En l’état de l’instruction, alors notamment que le lexique du règlement du plan local d’urbanisme dispose que les opérations d’aménagement d’ensemble sont « les opérations réalisées dans le cadre de procédures de lotissements », les moyens visés ci-dessus, dirigés contre les motifs du refus de permis indiqués au point précédent, ne paraissent pas propre à créer un doute sérieux quant à la légalité de ces motifs. Or, en tout état de cause, il résulte de l’instruction que le maire aurait pris la même décision s’il n’avait retenu que ces seuls motifs.

Il résulte de ce qui précède que les conclusions aux fins de suspension d’exécution présentées par les requérants doivent être rejetées. Doivent être rejetées par voie de conséquence les conclusions à fin d’injonction.

Les dispositions de l’article L. 761-1 du code de justice administrative font obstacle à ce que la commune de Pérouges, qui n’est pas, dans la présente instance, partie perdante, verse aux requérants la somme qu’ils demandent au titre des frais exposés et non compris dans les dépens. Dans les circonstances de l’espèce, il y a lieu de mettre à la charge des requérants la somme globale de 1 000 euros à verser à cette commune au titre de ces mêmes dispositions.


ORDONNE :


Article 1er : La requête de la SCI Ecada et de M. et Mme C... est rejetée.

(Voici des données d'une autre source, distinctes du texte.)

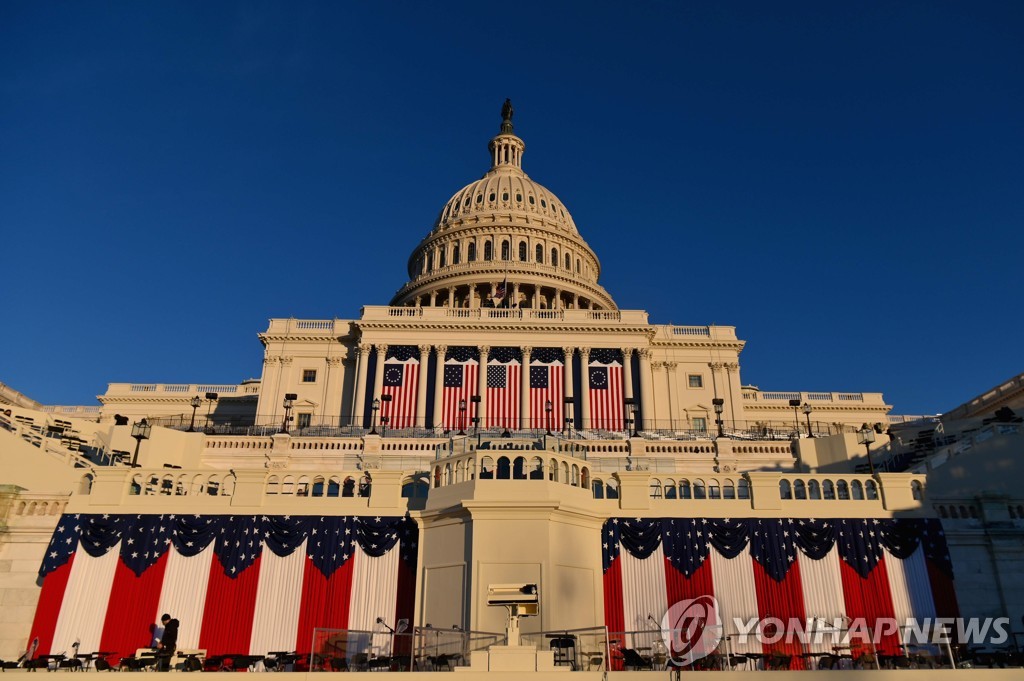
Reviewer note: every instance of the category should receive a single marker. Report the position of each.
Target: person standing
(168, 642)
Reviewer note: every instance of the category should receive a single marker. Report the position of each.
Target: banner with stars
(238, 584)
(786, 568)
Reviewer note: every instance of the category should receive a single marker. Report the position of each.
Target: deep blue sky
(841, 181)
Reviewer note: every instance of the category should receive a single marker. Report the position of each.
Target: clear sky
(841, 181)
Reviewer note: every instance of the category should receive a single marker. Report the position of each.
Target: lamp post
(807, 413)
(719, 403)
(290, 398)
(373, 420)
(139, 431)
(196, 401)
(795, 403)
(865, 436)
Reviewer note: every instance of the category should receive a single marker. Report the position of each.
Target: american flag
(401, 371)
(461, 367)
(546, 384)
(504, 367)
(605, 372)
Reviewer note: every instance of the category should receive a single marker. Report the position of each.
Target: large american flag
(461, 367)
(401, 371)
(605, 372)
(504, 367)
(546, 383)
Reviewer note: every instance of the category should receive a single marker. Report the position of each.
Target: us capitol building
(500, 422)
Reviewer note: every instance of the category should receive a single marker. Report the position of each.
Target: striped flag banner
(238, 585)
(605, 373)
(547, 371)
(462, 365)
(788, 569)
(504, 368)
(401, 372)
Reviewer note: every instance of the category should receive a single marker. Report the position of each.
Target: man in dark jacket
(168, 642)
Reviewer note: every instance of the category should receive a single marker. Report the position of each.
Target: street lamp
(719, 403)
(290, 398)
(795, 403)
(807, 413)
(865, 436)
(373, 421)
(139, 431)
(196, 401)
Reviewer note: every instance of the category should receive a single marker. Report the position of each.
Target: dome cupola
(504, 241)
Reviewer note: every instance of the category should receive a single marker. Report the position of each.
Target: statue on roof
(507, 114)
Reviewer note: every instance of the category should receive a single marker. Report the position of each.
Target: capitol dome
(504, 241)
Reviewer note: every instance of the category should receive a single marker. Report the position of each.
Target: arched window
(843, 491)
(684, 490)
(813, 490)
(799, 490)
(857, 491)
(783, 490)
(827, 490)
(870, 490)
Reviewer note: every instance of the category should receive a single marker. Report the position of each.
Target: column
(481, 386)
(358, 397)
(628, 372)
(379, 375)
(567, 375)
(670, 376)
(585, 388)
(439, 352)
(646, 392)
(524, 389)
(421, 388)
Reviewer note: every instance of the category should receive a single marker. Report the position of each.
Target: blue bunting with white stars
(238, 541)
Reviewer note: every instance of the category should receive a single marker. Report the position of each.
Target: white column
(421, 388)
(481, 386)
(524, 389)
(585, 388)
(567, 375)
(358, 397)
(646, 392)
(439, 351)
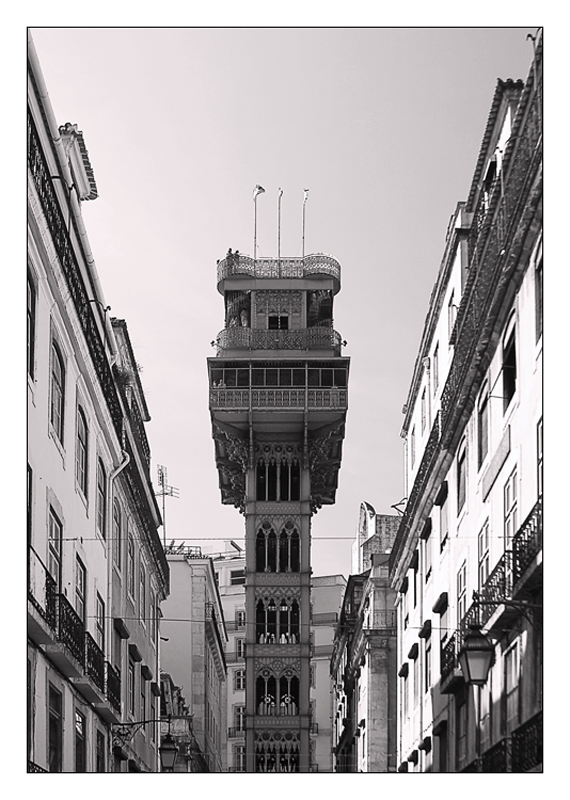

Article 2 : La SCI Ecada et M. et Mme C... verseront à la commune de Pérouges la somme globale de 1 000 euros en application des dispositions de l’article L. 761-1 du code de justice administrative.

Article 3 : La présente ordonnance sera notifiée à SCI Ecada, à M. et Mme B... et A... C... et à la commune de Pérouges.



Fait à Lyon le 27 février 2026.




Le juge des référés







J.-P. Chenevey



La République mande et ordonne au préfet de l’Ain en ce qui le concerne ou à tous commissaires de justice à ce requis en ce qui concerne les voies de droit commun contre les parties privées, de pourvoir à l'exécution de la présente décision.